October 10, 2024

Obama Asks Congress for Powers to Trim Government

Mr. Obama called on lawmakers to grant him broad new powers to propose mergers of agencies, which Congress would then have to approve or reject in an up-or-down vote.  If granted the authority, he said, he would begin pruning by folding the Small Business Administration and five other trade and business agencies into a single agency that would replace the Commerce Department.

The White House estimated that the consolidation would save $3 billion over 10 years and result in reductions of 1,000 to 2,000 jobs. The savings is a mere rounding error in the $3.7 trillion annual budget, but the numbers may be less important than the message that Mr. Obama wants to cut wasteful spending.

“No business or nonprofit leader would allow this kind of duplication or unnecessary complexity in their operations,” Mr. Obama said to an audience of small business owners at the White House. “You wouldn’t do it when you’re thinking about your businesses, so why is it O.K. for our government? It’s not.”

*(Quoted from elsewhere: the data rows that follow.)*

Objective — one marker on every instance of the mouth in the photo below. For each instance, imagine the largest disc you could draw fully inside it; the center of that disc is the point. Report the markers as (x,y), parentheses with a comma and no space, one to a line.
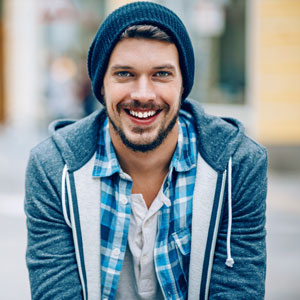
(142,114)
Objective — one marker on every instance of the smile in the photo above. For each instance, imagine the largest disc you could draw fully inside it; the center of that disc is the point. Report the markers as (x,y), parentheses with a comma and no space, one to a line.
(142,115)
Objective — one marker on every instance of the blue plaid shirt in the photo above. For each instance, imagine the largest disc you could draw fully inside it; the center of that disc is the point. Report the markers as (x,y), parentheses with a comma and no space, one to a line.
(173,241)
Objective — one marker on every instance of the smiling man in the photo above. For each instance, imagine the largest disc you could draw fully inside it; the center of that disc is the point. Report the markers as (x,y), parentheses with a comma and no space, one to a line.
(149,197)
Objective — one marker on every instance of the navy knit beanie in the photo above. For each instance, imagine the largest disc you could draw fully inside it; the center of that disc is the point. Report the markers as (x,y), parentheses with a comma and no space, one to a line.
(144,13)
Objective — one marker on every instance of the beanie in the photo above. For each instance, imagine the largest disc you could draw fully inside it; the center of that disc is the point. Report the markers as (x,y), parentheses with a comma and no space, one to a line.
(139,13)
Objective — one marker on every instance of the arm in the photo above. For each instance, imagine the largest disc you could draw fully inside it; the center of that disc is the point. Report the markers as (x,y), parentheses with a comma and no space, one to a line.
(50,254)
(246,280)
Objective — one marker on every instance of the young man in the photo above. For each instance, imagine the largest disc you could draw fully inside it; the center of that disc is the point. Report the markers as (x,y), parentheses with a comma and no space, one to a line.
(149,197)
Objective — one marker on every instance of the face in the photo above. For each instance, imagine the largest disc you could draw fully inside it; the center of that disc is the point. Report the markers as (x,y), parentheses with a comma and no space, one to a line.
(142,92)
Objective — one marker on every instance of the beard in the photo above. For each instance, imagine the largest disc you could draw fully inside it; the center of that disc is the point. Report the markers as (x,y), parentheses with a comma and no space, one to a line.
(146,146)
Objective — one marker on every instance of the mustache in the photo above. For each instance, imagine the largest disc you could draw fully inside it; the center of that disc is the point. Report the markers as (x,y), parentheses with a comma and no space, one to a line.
(135,104)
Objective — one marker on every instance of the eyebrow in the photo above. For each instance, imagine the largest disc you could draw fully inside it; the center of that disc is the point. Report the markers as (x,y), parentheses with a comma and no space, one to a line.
(124,67)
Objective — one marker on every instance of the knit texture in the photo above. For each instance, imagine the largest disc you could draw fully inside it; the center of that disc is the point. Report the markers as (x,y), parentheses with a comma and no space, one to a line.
(146,13)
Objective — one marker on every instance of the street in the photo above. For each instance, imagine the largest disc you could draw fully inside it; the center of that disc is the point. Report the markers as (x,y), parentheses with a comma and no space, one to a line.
(283,225)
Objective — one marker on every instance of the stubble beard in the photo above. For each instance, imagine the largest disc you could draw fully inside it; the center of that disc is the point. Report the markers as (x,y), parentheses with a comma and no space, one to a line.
(146,147)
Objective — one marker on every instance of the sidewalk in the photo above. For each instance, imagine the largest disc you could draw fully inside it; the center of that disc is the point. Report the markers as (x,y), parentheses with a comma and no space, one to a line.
(283,224)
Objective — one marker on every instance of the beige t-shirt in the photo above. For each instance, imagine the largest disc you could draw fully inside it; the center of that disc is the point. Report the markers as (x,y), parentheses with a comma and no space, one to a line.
(138,280)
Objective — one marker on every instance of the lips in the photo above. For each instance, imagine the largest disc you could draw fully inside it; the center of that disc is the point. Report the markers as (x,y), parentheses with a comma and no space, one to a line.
(142,114)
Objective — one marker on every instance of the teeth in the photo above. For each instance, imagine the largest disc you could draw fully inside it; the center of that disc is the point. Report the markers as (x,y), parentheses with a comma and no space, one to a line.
(142,115)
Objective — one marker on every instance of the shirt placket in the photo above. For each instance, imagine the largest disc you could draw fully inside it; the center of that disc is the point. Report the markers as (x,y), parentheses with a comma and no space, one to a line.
(119,244)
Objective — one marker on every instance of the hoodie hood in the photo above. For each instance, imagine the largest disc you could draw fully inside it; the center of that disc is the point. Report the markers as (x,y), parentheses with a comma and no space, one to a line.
(218,138)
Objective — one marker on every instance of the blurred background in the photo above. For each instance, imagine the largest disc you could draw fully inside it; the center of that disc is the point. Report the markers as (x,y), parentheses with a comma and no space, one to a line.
(247,67)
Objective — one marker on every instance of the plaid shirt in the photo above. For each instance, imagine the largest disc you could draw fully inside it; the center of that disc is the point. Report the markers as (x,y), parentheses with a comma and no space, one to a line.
(173,241)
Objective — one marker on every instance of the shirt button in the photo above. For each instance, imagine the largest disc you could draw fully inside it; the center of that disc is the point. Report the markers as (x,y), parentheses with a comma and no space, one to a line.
(115,253)
(123,200)
(144,259)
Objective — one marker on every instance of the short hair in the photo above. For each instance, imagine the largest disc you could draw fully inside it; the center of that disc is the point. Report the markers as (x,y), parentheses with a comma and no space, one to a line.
(146,32)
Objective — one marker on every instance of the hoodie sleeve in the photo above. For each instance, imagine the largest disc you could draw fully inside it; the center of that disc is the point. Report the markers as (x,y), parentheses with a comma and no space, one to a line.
(246,279)
(50,254)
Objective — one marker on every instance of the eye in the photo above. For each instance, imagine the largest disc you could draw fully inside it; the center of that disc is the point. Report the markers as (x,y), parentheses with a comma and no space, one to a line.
(123,74)
(162,74)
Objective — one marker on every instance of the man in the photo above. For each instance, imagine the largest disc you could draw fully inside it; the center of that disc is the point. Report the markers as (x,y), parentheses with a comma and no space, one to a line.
(148,198)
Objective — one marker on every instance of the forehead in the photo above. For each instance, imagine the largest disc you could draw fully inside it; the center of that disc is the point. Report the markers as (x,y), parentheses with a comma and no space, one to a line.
(137,50)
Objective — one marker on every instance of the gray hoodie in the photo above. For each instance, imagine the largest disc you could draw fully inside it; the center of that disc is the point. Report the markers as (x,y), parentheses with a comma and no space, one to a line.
(228,252)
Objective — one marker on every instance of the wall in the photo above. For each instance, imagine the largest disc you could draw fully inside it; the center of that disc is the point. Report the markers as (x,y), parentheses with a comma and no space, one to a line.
(279,72)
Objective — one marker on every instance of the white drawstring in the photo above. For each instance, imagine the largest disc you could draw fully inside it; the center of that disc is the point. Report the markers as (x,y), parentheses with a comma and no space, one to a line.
(65,179)
(229,261)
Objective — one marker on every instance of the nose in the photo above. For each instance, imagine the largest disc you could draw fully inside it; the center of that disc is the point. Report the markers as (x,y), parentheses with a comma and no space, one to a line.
(143,90)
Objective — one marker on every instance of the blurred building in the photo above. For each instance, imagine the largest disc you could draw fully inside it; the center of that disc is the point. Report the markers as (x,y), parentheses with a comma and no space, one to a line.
(247,55)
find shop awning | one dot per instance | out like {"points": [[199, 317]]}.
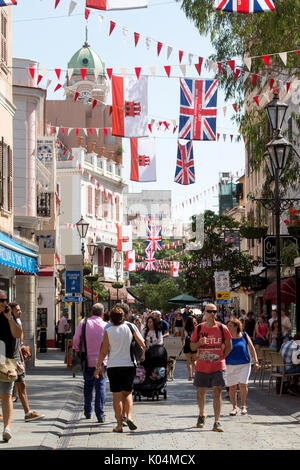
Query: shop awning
{"points": [[287, 288], [16, 256]]}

By putting the onus on Congress to provide the authority for streamlining the government, Mr. Obama is seizing a core Republican issue — the inexorable growth of the public sector in recent decades — and trying to turn it to his advantage. Even his language was reminiscent of Mitt Romney, the Republican presidential front-runner, who says he would use his experience in business to make government more efficient.

It is not clear whether Congress, where much of Mr. Obama’s legislative agenda has languished, will go along with this initiative. Republicans were immediately skeptical, suggesting that the White House was more interested in honing its re-election message than in reducing the size of government.

Even Democratic leaders expressed misgivings about folding the Office of the United States Trade Representative, a stand-alone agency with just 227 employees, into a large bureaucracy, saying it could harm American trade policy.

“Making it just another corner of a new bureaucratic behemoth would hurt American exports and hinder American job creation,” said Senator Max Baucus, the Montana Democrat who is chairman of the Senate Finance Committee, in a statement with Representative Dave Camp, the Republican chairman of the House Ways and Means Committee.

Despite regular vows by presidents to overhaul government — Mr. Obama made one in his State of the Union address last January — few have followed through. Those who did, like Richard M. Nixon, often met with failure. Scholars have mixed feelings about such reorganizations, with some arguing that they rarely lead to lower head counts, more effective departments or savings.

“My gut tells me those benefits will end up being much smaller than advertised, and the costs much larger,” said Steven M. Teles, a political scientist at Johns Hopkins University, pointing to the time wasted during the consolidation and the changed political dynamic between the agencies and Congress.

But experts on government efficiency applauded the initiative, saying it was overdue, and some analysts said it made sense to combine agencies involved in business development, foreign investment and trade promotion into a single department with the mandate to promote American exports.

“If you look at American exports, it’s dominated by big business,” said Daniel W. Drezner, a professor of international politics at Tufts University. “If you want small and medium enterprises to get more involved in exporting” — a goal of the Obama administration — “having small business and the trade office in the same agency makes sense,” he said. “So this could be a boon for that.”

Mr. Obama emphasized the confusing tangle of agencies that businesses face when they seek help from the government. To illustrate the problem, he gestured toward a screen behind him that showed the dozens of Web sites, offices and customer service centers, many with overlapping functions.

This article has been revised to reflect the following correction:

Correction: January 13, 2012

An earlier version of this article contained an incorrect count of the people who work at the Office of the United States Trade Representative. It has 227 employees, not 277.